Is Billy somehow a mime, then? Did you ever see someone go up to a mime on the street and push them over, or worse? Is Billy just a language gutted human who has given in to his determinism? Or is it worse? (Billy and all the other afflicted ones in literature?) Worse would be a cipher, an empty vessel...
And since female passive characters were brought up above, are these passive natures similar because they're tropes of some kind or is it a function of something else. Personally, I am impressed more and more by what's happening with women in literature...even in chick lit. I'm seriously not impressed with what's happening with men though. Billy so exemplifies what bothers me--insanely accepting determinism and fate without a fight? Not even getting a bit lustful in a porn shop? Please.
Hmmmm. I'm thinking the similarity is mostly that both have deeply rooted belief systems that teach them not to question events (for different reasons - Samuel's is about "faith" rather than "fate"). Samuel and Billy are very different characters, I think. It's interesting to compare the two though.
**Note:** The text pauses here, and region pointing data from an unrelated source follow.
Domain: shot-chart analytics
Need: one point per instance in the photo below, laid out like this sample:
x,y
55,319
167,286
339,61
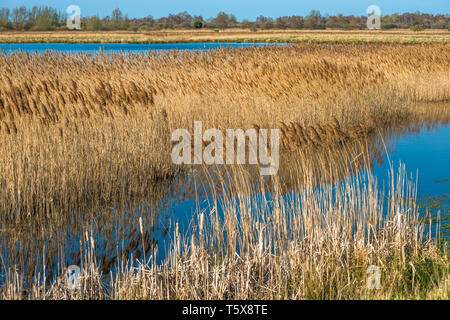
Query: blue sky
x,y
243,9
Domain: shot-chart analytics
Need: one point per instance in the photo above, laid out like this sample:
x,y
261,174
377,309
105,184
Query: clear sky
x,y
243,9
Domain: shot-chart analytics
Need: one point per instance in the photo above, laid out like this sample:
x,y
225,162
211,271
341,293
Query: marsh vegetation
x,y
85,151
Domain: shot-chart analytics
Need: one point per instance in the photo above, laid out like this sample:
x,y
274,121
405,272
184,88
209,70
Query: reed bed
x,y
228,35
85,137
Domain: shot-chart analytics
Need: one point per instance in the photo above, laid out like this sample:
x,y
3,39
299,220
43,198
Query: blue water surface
x,y
123,47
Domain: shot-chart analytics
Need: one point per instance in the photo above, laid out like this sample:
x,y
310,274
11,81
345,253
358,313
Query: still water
x,y
119,47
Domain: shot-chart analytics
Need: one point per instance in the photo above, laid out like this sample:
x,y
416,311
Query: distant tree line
x,y
46,18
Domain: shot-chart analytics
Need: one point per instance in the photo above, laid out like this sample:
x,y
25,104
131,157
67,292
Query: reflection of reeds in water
x,y
258,241
83,138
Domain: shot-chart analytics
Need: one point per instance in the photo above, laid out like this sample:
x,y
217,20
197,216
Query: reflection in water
x,y
144,230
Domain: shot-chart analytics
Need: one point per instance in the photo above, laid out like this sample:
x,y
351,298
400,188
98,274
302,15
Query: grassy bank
x,y
84,137
229,35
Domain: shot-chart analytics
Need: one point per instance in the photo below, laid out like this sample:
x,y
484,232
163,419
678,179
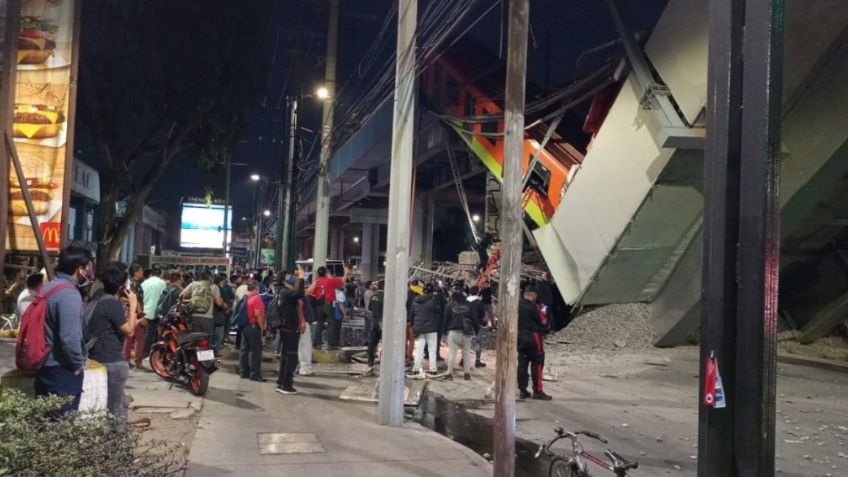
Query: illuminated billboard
x,y
202,226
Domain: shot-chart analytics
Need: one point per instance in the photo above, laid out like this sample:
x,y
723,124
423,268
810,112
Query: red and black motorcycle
x,y
183,356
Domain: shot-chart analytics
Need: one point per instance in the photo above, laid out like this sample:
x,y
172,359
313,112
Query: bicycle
x,y
575,464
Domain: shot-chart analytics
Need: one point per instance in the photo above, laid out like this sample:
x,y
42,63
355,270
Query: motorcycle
x,y
182,356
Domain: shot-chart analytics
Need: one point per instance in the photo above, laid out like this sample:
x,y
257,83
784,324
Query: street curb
x,y
820,363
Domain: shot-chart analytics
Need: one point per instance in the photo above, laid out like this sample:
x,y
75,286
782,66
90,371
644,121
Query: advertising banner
x,y
42,119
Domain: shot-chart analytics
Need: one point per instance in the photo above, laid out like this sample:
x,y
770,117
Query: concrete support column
x,y
334,243
429,222
369,240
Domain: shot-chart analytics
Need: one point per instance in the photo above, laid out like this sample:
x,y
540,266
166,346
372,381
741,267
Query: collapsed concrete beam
x,y
825,320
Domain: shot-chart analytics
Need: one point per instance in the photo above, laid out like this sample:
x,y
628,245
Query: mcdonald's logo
x,y
52,232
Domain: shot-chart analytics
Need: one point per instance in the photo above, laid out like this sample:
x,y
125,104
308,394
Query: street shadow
x,y
231,398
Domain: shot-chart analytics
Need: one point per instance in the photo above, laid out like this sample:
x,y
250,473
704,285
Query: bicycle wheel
x,y
561,468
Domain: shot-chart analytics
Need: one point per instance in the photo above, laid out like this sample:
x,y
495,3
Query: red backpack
x,y
32,350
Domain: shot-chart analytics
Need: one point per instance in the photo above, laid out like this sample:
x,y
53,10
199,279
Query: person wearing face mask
x,y
62,371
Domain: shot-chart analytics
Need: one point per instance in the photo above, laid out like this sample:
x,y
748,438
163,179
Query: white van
x,y
334,268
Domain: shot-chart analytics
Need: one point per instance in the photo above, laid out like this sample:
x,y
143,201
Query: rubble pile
x,y
611,327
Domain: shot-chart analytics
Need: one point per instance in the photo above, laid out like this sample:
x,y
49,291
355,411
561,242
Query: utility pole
x,y
284,235
7,99
322,196
260,194
512,216
227,203
741,238
390,404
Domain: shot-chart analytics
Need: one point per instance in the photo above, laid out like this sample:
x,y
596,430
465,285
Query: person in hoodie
x,y
479,315
426,322
461,328
292,326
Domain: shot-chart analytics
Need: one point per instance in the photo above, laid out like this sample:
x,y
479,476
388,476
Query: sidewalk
x,y
246,428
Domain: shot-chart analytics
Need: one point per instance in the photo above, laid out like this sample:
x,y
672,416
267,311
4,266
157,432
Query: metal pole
x,y
390,406
512,216
33,220
288,213
322,196
721,232
227,204
257,259
7,99
759,236
741,249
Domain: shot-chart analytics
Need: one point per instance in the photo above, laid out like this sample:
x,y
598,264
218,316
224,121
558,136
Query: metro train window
x,y
540,178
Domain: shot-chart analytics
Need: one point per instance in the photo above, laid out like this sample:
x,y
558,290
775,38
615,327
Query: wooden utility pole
x,y
741,236
512,216
390,407
322,196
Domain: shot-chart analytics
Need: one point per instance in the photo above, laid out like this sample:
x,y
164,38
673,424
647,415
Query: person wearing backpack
x,y
203,296
61,371
134,345
291,324
375,308
108,324
461,328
Interesting - I had assumed that "faith" and "fate" were related (etymologically), and certainly think of Billy's concept of "fate" as being almost religious (which is why I brought up Calvinism, earlier), but there's not actually a connection between the two words.
As for The Flame Alphabet, I didn't really feel Samuel was that passive (not like Claire, his wife). He was simply completely unequipped to deal with the situation - but he did spend a lot of time trying to do something constructive about it, anyway.